Southon Peter D, Liu Lang, Fellows Elizabeth A, Price David J, Halder Gregory J, Chapman Karena W, Moubaraki Boujemaa, Murray Keith S, Létard Jean-François, Kepert Cameron J
School of Chemistry, The University of Sydney, NSW 2006, Australia.
J Am Chem Soc. 2009 Aug 12;131(31):10998-1009. doi: 10.1021/ja902187d.
The nanoporous metal-organic framework [Fe(pz)Ni(CN)(4)], 1 (where pz is pyrazine), exhibits hysteretic spin-crossover at ambient conditions and is robust to the adsorption and desorption of a wide range of small molecular guests, both gases (N(2), O(2), CO(2)) and vapors (methanol, ethanol, acetone, acetonitrile, and toluene). Through the comprehensive analysis of structure, host-guest properties, and spin-crossover behaviors, it is found that this pillared Hofmann system uniquely displays both guest-exchange-induced changes to spin-crossover and spin-crossover-induced changes to host-guest properties, with direct dynamic interplay between these two phenomena. Guest desorption and adsorption cause pronounced changes to the spin-crossover behavior according to a systematic trend in which larger guests stabilize the high-spin state and therefore depress the spin-crossover temperature of the host lattice. When stabilizing the alternate spin state of the host at any given temperature, these processes directly stimulate the spin-crossover process, providing a chemisensing function. Exploitation of the bistability of the host allows the modification of adsorption properties at a fixed temperature through control of the host spin state, with each state shown to display differing chemical affinities to guest sorption. Guest desorption then adsorption, and vice versa, can be used to switch between spin states in the bistable temperature region, adding a guest-dependent memory effect to this system.

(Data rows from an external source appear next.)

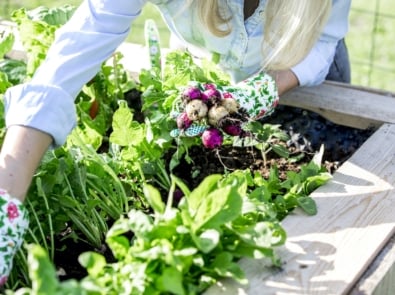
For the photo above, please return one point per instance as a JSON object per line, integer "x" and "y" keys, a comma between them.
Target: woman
{"x": 293, "y": 40}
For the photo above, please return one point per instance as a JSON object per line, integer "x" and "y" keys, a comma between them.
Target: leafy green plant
{"x": 184, "y": 250}
{"x": 116, "y": 171}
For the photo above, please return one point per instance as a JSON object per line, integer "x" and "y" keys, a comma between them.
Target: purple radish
{"x": 212, "y": 138}
{"x": 183, "y": 122}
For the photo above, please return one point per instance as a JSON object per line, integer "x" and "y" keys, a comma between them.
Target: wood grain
{"x": 327, "y": 253}
{"x": 344, "y": 104}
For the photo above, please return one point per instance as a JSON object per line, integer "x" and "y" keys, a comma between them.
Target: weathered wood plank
{"x": 350, "y": 105}
{"x": 327, "y": 253}
{"x": 343, "y": 104}
{"x": 379, "y": 279}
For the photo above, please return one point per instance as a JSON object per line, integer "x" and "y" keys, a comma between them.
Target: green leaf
{"x": 93, "y": 262}
{"x": 41, "y": 271}
{"x": 217, "y": 208}
{"x": 207, "y": 240}
{"x": 7, "y": 40}
{"x": 125, "y": 130}
{"x": 280, "y": 150}
{"x": 154, "y": 199}
{"x": 308, "y": 205}
{"x": 171, "y": 281}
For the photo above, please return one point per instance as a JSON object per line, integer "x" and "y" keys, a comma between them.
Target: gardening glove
{"x": 14, "y": 222}
{"x": 152, "y": 42}
{"x": 255, "y": 97}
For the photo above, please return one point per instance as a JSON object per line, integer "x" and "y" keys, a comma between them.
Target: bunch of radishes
{"x": 205, "y": 104}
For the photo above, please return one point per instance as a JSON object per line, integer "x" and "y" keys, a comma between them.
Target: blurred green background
{"x": 370, "y": 39}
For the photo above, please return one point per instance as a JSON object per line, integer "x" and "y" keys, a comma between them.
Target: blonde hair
{"x": 291, "y": 27}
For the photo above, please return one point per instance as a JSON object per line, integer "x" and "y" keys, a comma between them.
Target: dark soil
{"x": 307, "y": 131}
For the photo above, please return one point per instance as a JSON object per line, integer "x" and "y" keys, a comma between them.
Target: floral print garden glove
{"x": 256, "y": 97}
{"x": 14, "y": 222}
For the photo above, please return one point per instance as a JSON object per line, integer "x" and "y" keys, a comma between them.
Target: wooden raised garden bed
{"x": 349, "y": 246}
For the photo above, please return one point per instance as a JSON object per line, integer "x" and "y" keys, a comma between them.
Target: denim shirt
{"x": 98, "y": 27}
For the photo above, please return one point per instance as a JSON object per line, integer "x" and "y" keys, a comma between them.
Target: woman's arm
{"x": 22, "y": 150}
{"x": 285, "y": 80}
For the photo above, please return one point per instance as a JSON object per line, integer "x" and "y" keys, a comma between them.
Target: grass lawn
{"x": 370, "y": 38}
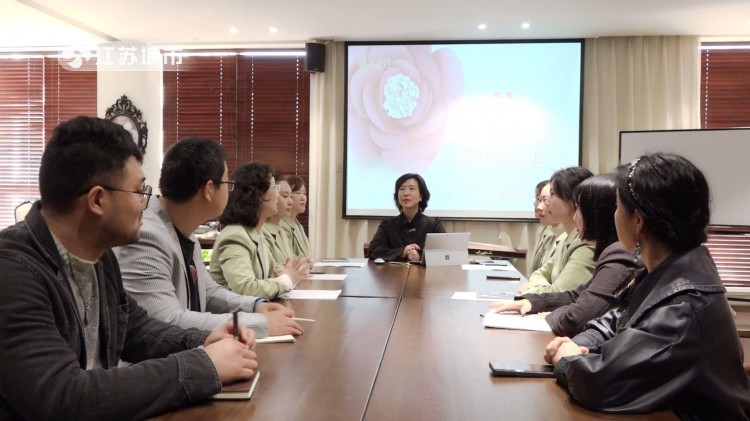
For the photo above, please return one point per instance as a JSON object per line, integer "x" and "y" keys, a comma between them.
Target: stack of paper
{"x": 516, "y": 321}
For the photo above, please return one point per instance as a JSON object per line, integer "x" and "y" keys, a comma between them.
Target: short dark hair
{"x": 83, "y": 152}
{"x": 188, "y": 165}
{"x": 564, "y": 181}
{"x": 596, "y": 198}
{"x": 295, "y": 182}
{"x": 423, "y": 191}
{"x": 672, "y": 196}
{"x": 251, "y": 182}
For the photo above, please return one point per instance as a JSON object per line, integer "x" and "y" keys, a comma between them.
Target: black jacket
{"x": 397, "y": 232}
{"x": 42, "y": 348}
{"x": 673, "y": 345}
{"x": 571, "y": 310}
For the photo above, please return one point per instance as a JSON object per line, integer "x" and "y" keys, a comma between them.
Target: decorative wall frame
{"x": 124, "y": 113}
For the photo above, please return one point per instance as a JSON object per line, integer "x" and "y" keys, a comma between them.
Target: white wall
{"x": 144, "y": 90}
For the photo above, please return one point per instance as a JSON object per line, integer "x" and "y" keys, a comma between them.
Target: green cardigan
{"x": 571, "y": 266}
{"x": 281, "y": 249}
{"x": 295, "y": 234}
{"x": 242, "y": 261}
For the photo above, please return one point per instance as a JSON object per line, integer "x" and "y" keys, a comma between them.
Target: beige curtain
{"x": 637, "y": 83}
{"x": 631, "y": 83}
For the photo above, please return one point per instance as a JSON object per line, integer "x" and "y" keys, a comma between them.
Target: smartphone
{"x": 522, "y": 370}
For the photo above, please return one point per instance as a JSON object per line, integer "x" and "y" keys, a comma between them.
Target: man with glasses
{"x": 164, "y": 272}
{"x": 65, "y": 319}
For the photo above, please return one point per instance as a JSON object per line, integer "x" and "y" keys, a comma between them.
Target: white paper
{"x": 469, "y": 266}
{"x": 473, "y": 296}
{"x": 276, "y": 339}
{"x": 340, "y": 264}
{"x": 313, "y": 294}
{"x": 516, "y": 321}
{"x": 328, "y": 276}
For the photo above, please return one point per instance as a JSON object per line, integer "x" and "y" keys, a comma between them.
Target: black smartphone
{"x": 522, "y": 370}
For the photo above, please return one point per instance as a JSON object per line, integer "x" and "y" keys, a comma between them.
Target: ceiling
{"x": 39, "y": 23}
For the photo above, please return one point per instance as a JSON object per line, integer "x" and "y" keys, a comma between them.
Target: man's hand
{"x": 269, "y": 307}
{"x": 521, "y": 306}
{"x": 560, "y": 347}
{"x": 245, "y": 335}
{"x": 233, "y": 359}
{"x": 281, "y": 324}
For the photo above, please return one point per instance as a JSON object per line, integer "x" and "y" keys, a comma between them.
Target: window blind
{"x": 36, "y": 94}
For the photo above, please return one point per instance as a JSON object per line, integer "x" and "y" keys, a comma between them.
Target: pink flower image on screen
{"x": 398, "y": 102}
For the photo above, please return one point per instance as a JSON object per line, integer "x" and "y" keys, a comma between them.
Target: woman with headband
{"x": 673, "y": 342}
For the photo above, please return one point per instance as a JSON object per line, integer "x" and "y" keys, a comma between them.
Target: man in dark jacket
{"x": 65, "y": 320}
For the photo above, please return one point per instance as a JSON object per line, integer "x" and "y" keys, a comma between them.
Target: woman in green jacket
{"x": 242, "y": 259}
{"x": 573, "y": 261}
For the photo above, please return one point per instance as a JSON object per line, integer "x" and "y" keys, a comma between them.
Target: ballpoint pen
{"x": 236, "y": 325}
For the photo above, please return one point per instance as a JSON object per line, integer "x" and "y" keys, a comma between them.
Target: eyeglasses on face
{"x": 145, "y": 193}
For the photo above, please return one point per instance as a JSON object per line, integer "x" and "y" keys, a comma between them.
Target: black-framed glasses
{"x": 145, "y": 192}
{"x": 230, "y": 184}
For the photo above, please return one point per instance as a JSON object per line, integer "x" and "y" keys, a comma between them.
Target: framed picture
{"x": 124, "y": 113}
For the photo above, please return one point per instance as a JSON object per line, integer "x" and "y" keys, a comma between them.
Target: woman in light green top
{"x": 242, "y": 260}
{"x": 281, "y": 248}
{"x": 572, "y": 263}
{"x": 291, "y": 226}
{"x": 548, "y": 232}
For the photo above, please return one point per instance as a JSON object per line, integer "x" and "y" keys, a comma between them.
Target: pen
{"x": 503, "y": 277}
{"x": 236, "y": 325}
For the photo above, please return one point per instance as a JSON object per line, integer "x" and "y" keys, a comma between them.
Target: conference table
{"x": 395, "y": 346}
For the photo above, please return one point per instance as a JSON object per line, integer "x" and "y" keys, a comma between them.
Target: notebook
{"x": 239, "y": 390}
{"x": 446, "y": 249}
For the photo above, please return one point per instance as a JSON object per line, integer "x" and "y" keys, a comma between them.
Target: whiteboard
{"x": 723, "y": 155}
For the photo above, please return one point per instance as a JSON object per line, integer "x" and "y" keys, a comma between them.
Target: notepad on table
{"x": 339, "y": 264}
{"x": 239, "y": 390}
{"x": 469, "y": 266}
{"x": 474, "y": 296}
{"x": 516, "y": 321}
{"x": 313, "y": 294}
{"x": 276, "y": 339}
{"x": 328, "y": 276}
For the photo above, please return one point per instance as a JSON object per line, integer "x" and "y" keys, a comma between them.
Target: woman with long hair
{"x": 242, "y": 260}
{"x": 595, "y": 200}
{"x": 402, "y": 237}
{"x": 572, "y": 263}
{"x": 672, "y": 343}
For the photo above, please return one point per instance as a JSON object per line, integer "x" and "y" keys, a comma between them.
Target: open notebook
{"x": 239, "y": 390}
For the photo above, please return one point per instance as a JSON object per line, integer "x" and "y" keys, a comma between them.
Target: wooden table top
{"x": 385, "y": 281}
{"x": 436, "y": 367}
{"x": 327, "y": 374}
{"x": 395, "y": 346}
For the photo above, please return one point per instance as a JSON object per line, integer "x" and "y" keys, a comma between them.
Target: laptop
{"x": 446, "y": 249}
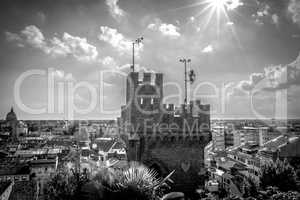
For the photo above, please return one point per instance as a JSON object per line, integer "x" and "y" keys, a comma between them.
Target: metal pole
{"x": 133, "y": 56}
{"x": 185, "y": 83}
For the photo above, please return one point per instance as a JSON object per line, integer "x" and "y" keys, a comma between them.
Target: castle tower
{"x": 163, "y": 137}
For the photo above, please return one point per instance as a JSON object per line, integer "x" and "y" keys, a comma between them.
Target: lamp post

纳米多孔金属有机框架[Fe(pz)Ni(CN)(4)],即1(其中pz为吡嗪),在环境条件下表现出滞后自旋交叉现象,并且对多种小分子客体(包括气体(N₂、O₂、CO₂)和蒸汽(甲醇、乙醇、丙酮、乙腈和甲苯))的吸附和解吸具有稳定性。通过对结构、主客体性质和自旋交叉行为的综合分析,发现这种柱状霍夫曼体系独特地展现了客体交换引起的自旋交叉变化以及自旋交叉引起的主客体性质变化,这两种现象之间存在直接的动态相互作用。客体的解吸和吸附会根据一种系统趋势对自旋交叉行为产生显著变化,即较大的客体稳定高自旋态,从而降低主体晶格的自旋交叉温度。在任何给定温度下稳定主体的交替自旋态时,这些过程会直接刺激自旋交叉过程,提供一种化学传感功能。利用主体的双稳态,可以通过控制主体自旋态在固定温度下改变吸附性质,每种状态对客体吸附显示出不同的化学亲和力。在双稳态温度区域,客体先解吸然后吸附,反之亦然,可用于在自旋态之间切换,为该体系增添了一种客体依赖的记忆效应。